Climb to the windswept peak of the Monti Martani above Spoleto and you reach Collecapretta, the "hill of the goats," where the Mattioli family has farmed since the medieval era and where wine is still made as if the twentieth century never intervened.
Backstory
The Mattioli family has lived in the tiny Umbrian hamlet of Terzo la Pieve for generations, in a borgo that records trace back to the 1100s. Today the estate is run by Vittorio Mattioli, his wife Anna, and their daughter Annalisa, who has gradually taken the lead in the cellar while three generations of the family continue to live and work together on the hill.
The Region
Collecapretta sits at roughly 500 meters of elevation on a peak of the Monti Martani, just outside Spoleto in Umbria.
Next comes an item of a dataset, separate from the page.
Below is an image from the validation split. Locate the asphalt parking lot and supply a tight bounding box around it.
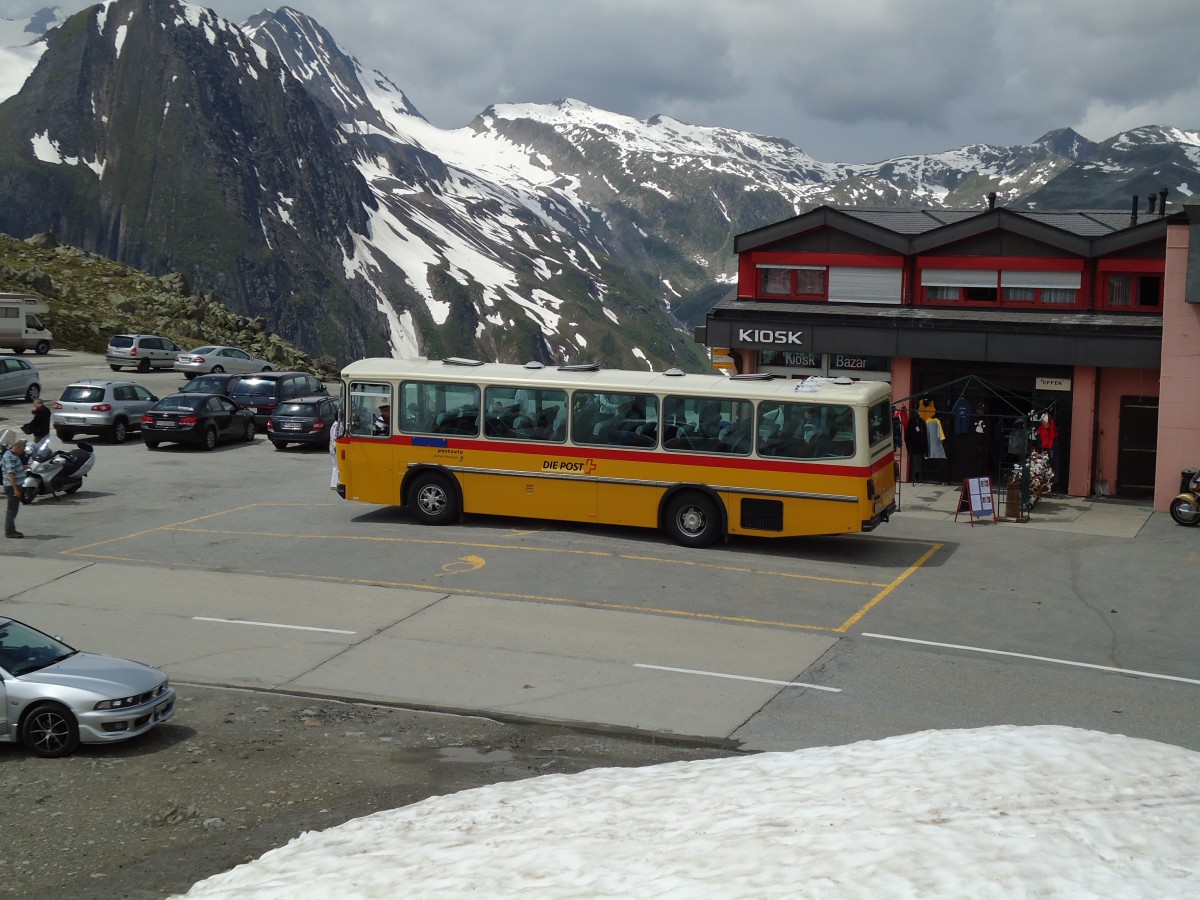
[0,353,1200,750]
The position is high, cool, and exposed, with the Apennines and Gran Sasso visible across the valley.
Vineyards and Farming
The farm covers about 8 hectares in total. Only around 4 hectares are planted to indigenous old vines, with another 2 hectares of olive trees and 2 hectares of farro and other ancient grains. Soils are a mix of iron-rich clay with outcrops of tufo and travertine limestone. Farming is entirely natural, with no herbicides or pesticides, and the family fertilizes only with compost made from their own animals. Annalisa has fallen in love with Trebbiano Spoletino, the white grape native to the Spoleto hills.
Winemaking
Fermentations are spontaneous, with no temperature control and no added yeast. The family works in open-top cement containers and glass-lined cement or resin vats, and racks and bottles in synchrony with the waning lunar cycle, relying on the cold of winter to clarify the wines naturally. No sulfur is added at any point.
The Wines
Production is tiny, around 8,000 bottles in a good year, yet the family vinifies many different cuvees to capture each grape and parcel. The range spans whites built on Trebbiano Spoletino and Malvasia, a rosato, and reds such as Lautizio (Ciliegiolo) and the Le Cese bottlings.